Projenin bir diğer hedefi de savunma sanayi alanında ülkemizin dış politika öncelikleri paralelinde müşterek menfaatlere dayalı işbirliği modellerinin geliştirilmesi ve uygulamaya geçilmesidir. Bu doğrultuda proje kapsamında, dost ve kardeş ülke Kore Cumhuriyeti ile gerçekleştirdiğimiz iş birliği, ülkelerimiz arasındaki dostluğun ulaştığı noktayı göstermesi açısından önemlidir.''
Hükümet olarak Türkiye'nin savunma sanayisinin geliştirilmesi için gerekli adımları atmayı sürdüreceklerini vurgulayan Erdoğan, ''Türk Silahlı Kuvvetleri modernizasyon ihtiyaçlarının büyük bir oranını milli imkanlarla karşılanması hedefimizi hayata geçirmeye kararlıyız. Bölge barışının korunmasında destek olacak Altay tanklarının öngörülen zamandan önce geliştirilerek hizmete girmesi için yapacağınız çalışmalarda ben bütün kuruluşlarımıza özellikle şimdiden başarılar diliyorum. Altay Projesi'nin Türk Silahlı Kuvvetlerimize ve ülkemize hayırlı olmasını diliyor, sizleri saygıyla selamlıyorum'' diye konuştu.

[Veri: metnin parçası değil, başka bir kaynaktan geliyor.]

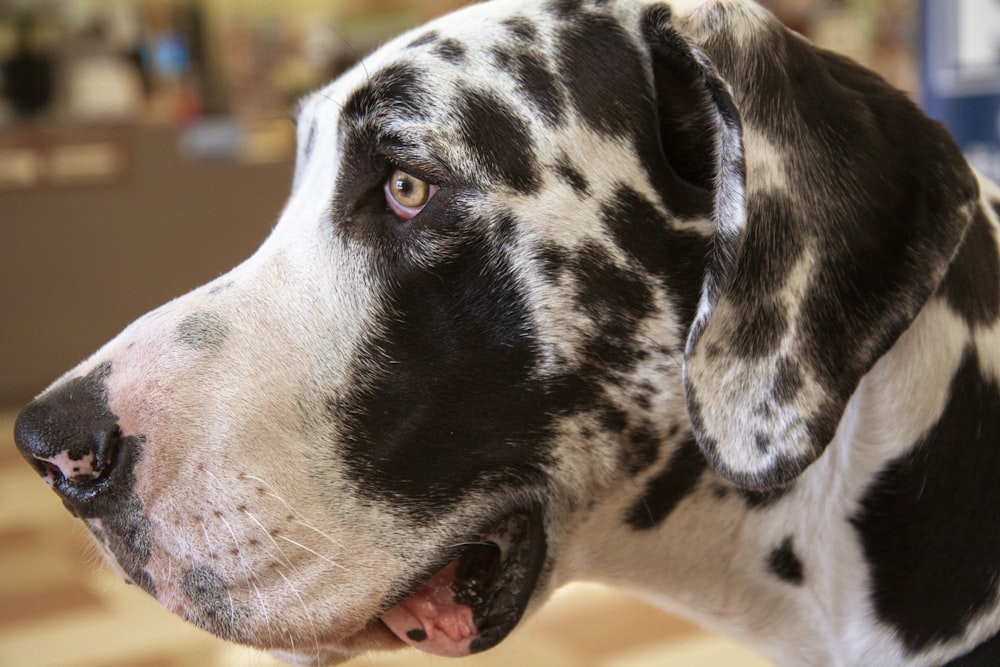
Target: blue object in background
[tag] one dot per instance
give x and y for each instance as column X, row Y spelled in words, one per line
column 960, row 65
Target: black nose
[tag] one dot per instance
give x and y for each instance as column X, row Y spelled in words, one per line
column 72, row 439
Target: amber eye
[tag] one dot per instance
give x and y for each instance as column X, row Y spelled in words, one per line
column 407, row 195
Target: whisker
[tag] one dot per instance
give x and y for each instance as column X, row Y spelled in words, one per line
column 277, row 546
column 318, row 555
column 309, row 615
column 313, row 528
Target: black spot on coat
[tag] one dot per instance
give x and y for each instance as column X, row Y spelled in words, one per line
column 972, row 284
column 499, row 139
column 398, row 88
column 521, row 28
column 928, row 523
column 450, row 50
column 205, row 332
column 453, row 406
column 535, row 82
column 676, row 256
column 665, row 491
column 784, row 563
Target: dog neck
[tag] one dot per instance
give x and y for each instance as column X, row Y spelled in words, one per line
column 786, row 572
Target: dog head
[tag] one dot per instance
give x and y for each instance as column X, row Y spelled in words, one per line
column 530, row 249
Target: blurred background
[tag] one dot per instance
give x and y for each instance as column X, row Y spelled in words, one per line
column 146, row 147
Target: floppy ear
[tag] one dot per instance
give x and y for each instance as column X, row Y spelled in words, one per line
column 837, row 208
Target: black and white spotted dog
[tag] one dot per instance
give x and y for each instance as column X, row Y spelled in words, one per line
column 649, row 293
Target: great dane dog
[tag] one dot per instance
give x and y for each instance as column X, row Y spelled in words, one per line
column 650, row 293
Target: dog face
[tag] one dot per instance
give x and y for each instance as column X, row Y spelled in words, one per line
column 528, row 253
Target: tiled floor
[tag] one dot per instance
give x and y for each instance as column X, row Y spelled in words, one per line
column 59, row 607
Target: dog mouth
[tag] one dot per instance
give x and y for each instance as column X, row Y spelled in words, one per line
column 476, row 599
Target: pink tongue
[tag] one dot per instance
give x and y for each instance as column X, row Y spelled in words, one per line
column 431, row 620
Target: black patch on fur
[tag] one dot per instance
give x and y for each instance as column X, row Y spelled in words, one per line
column 499, row 139
column 75, row 418
column 616, row 300
column 665, row 491
column 760, row 500
column 572, row 175
column 565, row 8
column 521, row 28
column 640, row 447
column 427, row 38
column 972, row 284
column 928, row 524
column 204, row 332
column 604, row 73
column 535, row 82
column 788, row 382
column 398, row 89
column 677, row 257
column 212, row 607
column 451, row 403
column 450, row 50
column 785, row 564
column 553, row 260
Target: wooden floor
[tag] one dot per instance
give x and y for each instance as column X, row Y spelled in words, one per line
column 60, row 607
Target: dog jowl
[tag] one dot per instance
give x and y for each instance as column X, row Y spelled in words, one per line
column 612, row 289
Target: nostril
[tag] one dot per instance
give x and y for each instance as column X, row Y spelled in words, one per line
column 70, row 437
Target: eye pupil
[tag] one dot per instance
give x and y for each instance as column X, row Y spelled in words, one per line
column 408, row 190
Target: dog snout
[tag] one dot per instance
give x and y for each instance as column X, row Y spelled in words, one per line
column 73, row 442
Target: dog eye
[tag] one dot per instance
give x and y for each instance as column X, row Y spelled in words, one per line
column 406, row 194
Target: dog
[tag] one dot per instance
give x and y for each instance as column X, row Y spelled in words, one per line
column 643, row 292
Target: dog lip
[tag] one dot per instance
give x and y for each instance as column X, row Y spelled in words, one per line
column 473, row 602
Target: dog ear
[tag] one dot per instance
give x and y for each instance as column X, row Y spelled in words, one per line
column 838, row 207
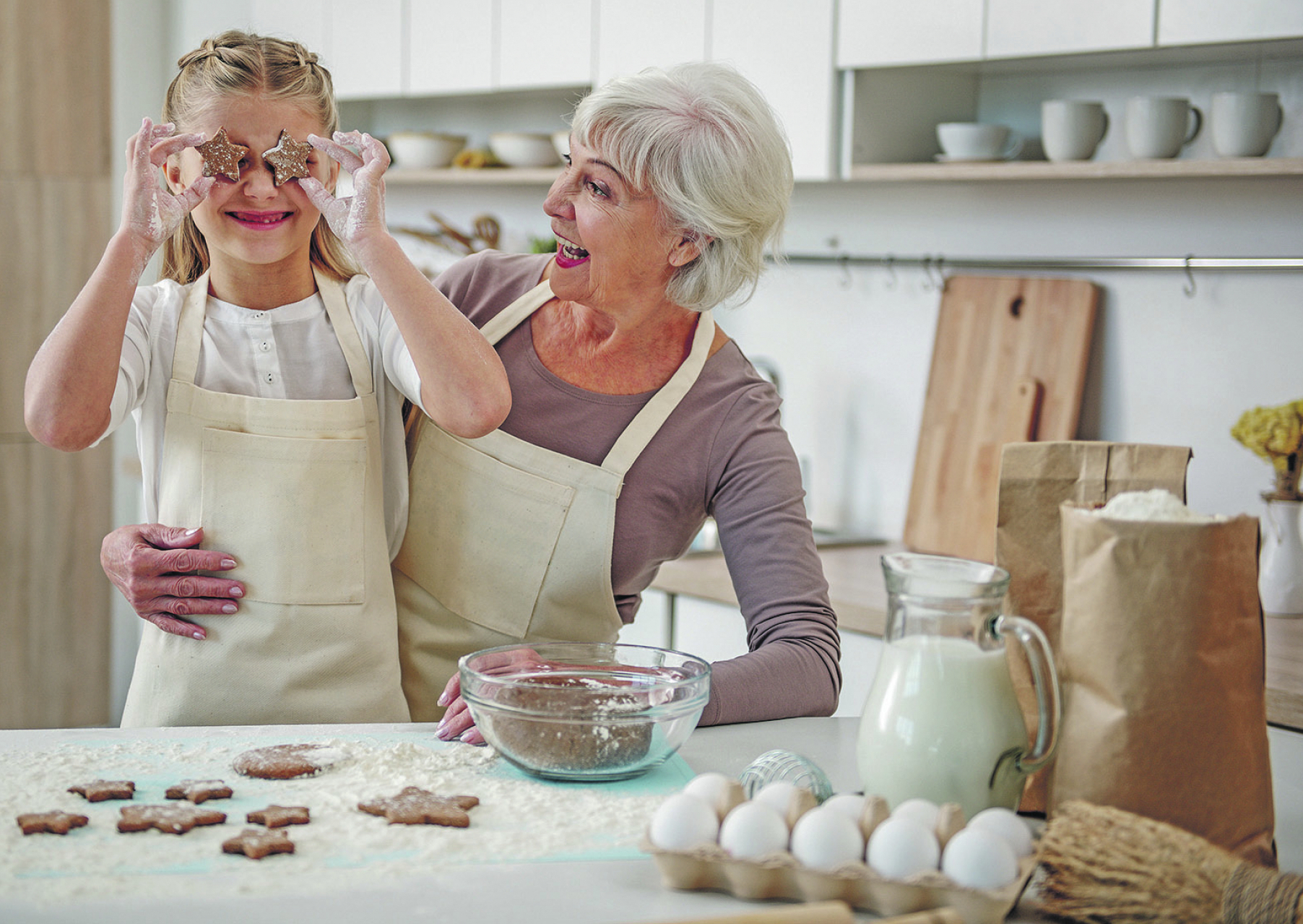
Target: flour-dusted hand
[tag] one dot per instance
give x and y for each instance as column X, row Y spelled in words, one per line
column 155, row 569
column 152, row 212
column 360, row 218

MİLLİ SAVUNMA BAKANI VECDİ GÖNÜL
Törende konuşan Milli Savunma Bakanı Vecdi Gönül, Türkiye'nin bulunduğu coğrafya nedeniyle modern ve güçlü bir silahlı kuvvetlere sahip olmak mecburiyetinde olduğunu, Türkiye'nin savunma sanayi projeleri hakkında bilgi verdi. Gönül, projenin imza aşamasına gelmesinde katkıları olan herkese de teşekkür etti.
MUSTAFA KOÇ
Koç Holding Yönetim Kurulu Başkanı Mustafa Koç da Türkiye'nin milli savunma sanayi stratejisinde çok önemli olan milli tank projesinde Koç Topluluğu şirketinin tercih edilmesinden duyduğu memnuniyeti ifade etti.

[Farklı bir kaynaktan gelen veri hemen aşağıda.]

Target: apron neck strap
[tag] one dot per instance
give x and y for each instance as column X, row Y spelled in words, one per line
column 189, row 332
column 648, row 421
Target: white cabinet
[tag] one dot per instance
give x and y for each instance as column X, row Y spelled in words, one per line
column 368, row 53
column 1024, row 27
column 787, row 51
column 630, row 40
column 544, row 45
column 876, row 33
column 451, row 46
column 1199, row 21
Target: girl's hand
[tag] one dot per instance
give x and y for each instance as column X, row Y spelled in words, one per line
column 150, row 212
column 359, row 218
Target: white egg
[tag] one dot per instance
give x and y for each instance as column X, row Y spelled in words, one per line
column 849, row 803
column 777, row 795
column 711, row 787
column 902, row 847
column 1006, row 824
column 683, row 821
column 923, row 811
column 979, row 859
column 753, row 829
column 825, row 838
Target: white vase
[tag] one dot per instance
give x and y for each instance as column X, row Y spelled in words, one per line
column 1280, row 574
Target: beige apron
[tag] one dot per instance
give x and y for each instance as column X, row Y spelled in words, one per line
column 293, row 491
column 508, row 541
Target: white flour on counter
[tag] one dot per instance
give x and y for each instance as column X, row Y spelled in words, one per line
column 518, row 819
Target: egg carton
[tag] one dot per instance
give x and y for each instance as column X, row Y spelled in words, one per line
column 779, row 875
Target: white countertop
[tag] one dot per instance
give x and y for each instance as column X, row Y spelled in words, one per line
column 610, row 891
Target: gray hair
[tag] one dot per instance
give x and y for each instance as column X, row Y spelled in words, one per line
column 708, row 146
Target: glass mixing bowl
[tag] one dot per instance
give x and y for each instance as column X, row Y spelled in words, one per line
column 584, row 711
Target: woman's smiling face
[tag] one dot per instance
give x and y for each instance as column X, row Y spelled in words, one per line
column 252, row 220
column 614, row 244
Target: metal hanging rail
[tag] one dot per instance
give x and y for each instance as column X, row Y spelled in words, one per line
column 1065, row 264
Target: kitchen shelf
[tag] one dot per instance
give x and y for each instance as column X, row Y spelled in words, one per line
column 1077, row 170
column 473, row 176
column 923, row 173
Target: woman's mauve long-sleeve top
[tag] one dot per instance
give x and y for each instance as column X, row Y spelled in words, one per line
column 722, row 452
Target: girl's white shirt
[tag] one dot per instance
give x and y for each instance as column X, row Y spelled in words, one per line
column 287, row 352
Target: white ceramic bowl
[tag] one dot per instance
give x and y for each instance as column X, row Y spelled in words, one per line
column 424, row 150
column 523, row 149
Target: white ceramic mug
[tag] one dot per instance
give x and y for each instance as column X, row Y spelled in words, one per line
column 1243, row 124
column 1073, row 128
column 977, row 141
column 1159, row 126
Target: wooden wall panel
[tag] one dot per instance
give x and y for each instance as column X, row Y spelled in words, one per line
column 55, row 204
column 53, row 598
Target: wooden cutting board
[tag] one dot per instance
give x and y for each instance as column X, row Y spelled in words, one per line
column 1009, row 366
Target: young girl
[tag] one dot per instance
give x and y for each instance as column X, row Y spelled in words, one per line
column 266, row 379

Bu projenin savunma sanayi kara platform geliştirme ve üretim sahasına büyük bir ivme kazandıracağını dile getiren Koç, şöyle konuştu: ''Türkiye'nin kendi bölgesinde lider olması için istikrarlı yönetime, büyüyen ekonomiye ve kuvvetli bir silahlı kuvvetlere ihtiyacı vardır. Günümüz tehditleri ve modern savaş alanı şartları göz önüne alındığında modern ve güçlü bir ordu, insan gücünün yanı sıra, teknolojik olarak üstün, yönelecek tehditleri bertaraf edecek yetenekte olan modern ekipmanlar, araç ve gereç gerektirir. Kendi kaynak ve kabiliyetimizi geliştirmemiz, kendi teknolojimizi yaratmamız şarttır. Ancak bu şekilde çağı yakalayabiliriz.''
Koç, Güngören'de meydana gelen patlamadan dolayı duyduğu üzüntüyü de dile getirerek, ''Saldırı hepimizi can evinden vurdu. Terör amacına ulaşamayacaktır'' dedi.

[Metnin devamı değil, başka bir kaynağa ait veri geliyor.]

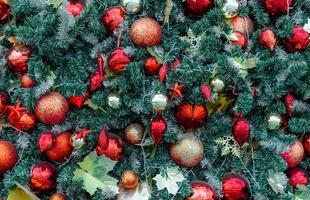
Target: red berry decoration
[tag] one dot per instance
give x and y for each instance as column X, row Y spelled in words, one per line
column 277, row 7
column 61, row 148
column 52, row 108
column 118, row 60
column 191, row 116
column 151, row 66
column 19, row 118
column 75, row 8
column 8, row 156
column 235, row 187
column 268, row 38
column 43, row 177
column 297, row 176
column 17, row 58
column 113, row 17
column 299, row 40
column 198, row 7
column 202, row 190
column 145, row 32
column 294, row 155
column 157, row 129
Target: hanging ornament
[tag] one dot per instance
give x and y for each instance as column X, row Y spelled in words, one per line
column 8, row 156
column 43, row 177
column 187, row 152
column 133, row 133
column 52, row 108
column 114, row 101
column 294, row 155
column 129, row 179
column 145, row 32
column 26, row 81
column 118, row 60
column 157, row 129
column 191, row 116
column 273, row 121
column 75, row 8
column 19, row 118
column 268, row 38
column 197, row 7
column 240, row 129
column 299, row 40
column 151, row 66
column 131, row 6
column 202, row 190
column 297, row 176
column 17, row 58
column 277, row 7
column 113, row 17
column 235, row 187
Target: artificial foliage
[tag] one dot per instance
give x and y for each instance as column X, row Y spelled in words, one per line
column 197, row 65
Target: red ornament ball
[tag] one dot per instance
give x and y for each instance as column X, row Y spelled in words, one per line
column 43, row 177
column 297, row 176
column 151, row 66
column 277, row 7
column 145, row 32
column 191, row 116
column 17, row 58
column 202, row 191
column 235, row 187
column 299, row 40
column 268, row 38
column 294, row 155
column 187, row 152
column 8, row 156
column 118, row 60
column 198, row 7
column 113, row 17
column 52, row 108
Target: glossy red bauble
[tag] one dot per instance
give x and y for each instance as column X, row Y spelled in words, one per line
column 52, row 108
column 8, row 156
column 202, row 191
column 191, row 116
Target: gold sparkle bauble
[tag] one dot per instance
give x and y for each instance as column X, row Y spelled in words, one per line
column 159, row 102
column 133, row 133
column 187, row 152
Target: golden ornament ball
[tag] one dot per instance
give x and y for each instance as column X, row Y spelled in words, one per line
column 133, row 133
column 145, row 32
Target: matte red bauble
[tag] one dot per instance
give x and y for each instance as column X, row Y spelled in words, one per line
column 52, row 108
column 297, row 176
column 299, row 40
column 118, row 60
column 187, row 152
column 198, row 7
column 268, row 38
column 8, row 156
column 202, row 191
column 277, row 7
column 75, row 8
column 235, row 187
column 17, row 58
column 191, row 116
column 20, row 118
column 151, row 66
column 113, row 17
column 43, row 177
column 294, row 155
column 26, row 81
column 61, row 149
column 157, row 129
column 145, row 32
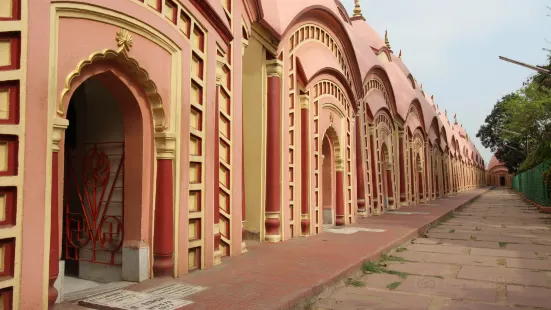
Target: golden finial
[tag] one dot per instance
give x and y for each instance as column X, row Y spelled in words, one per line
column 124, row 40
column 387, row 43
column 357, row 9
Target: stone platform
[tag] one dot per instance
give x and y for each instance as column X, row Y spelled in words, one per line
column 294, row 273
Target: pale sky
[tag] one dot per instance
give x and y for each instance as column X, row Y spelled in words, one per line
column 452, row 47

Güngören'de yaşamını yitirenler için saygı duruşunda bulunulması ve İstiklal Marşı'nın okunması ile başlayan törene, Başbakan Erdoğan'ın yanı sıra, Milli Savunma Bakanı Gönül, Kore Milli Savunma Bakanı Sang-Hee Lee, 1. Ordu Komutanı Orgeneral İsmail Koçman, Kara Kuvvetleri Kurmay Başkanı Orgeneral Atila Işık ve öteki davetliler katıldı.
Konuşmaların ardından projenin imza töreni gerçekleştirildi. İmzalanan anlaşma neticesinde OTOKAR ana yükleniciliğinde geliştirilecek olan ilk milli tank, Türkiye'nin bu alanda dışa bağımlılığını sona erdirecek ve Türkiye Cumhuriyeti, milli tankın tüm tasarım ve fikri mülkiyet haklarına sahip olacak. Milli tankın tasarım, geliştirme, entegrasyon, test ve üretimine ilişkin tüm bilgi ve dokümanları içeren ve tankın seri üretimine temel teşkil edecek teknik veri paketi hiçbir kısıtlama olmaksızın tüm hakları ile Türkiye Cumhuriyeti'nin olacak. Türk Savunma Sanayine yeni teknolojiler ve yetenek kazandıracak olan ilk Türk milli tankının tasarımı, prototiplemesi, testleri ve kalifikasyonu için yaklaşık 500 milyon dolarlık bir bütçe öngörülüyor.
Başbakan Erdoğan, daha sonra beraberindekilerle birlikte fabrikada incelemelerde bulundu.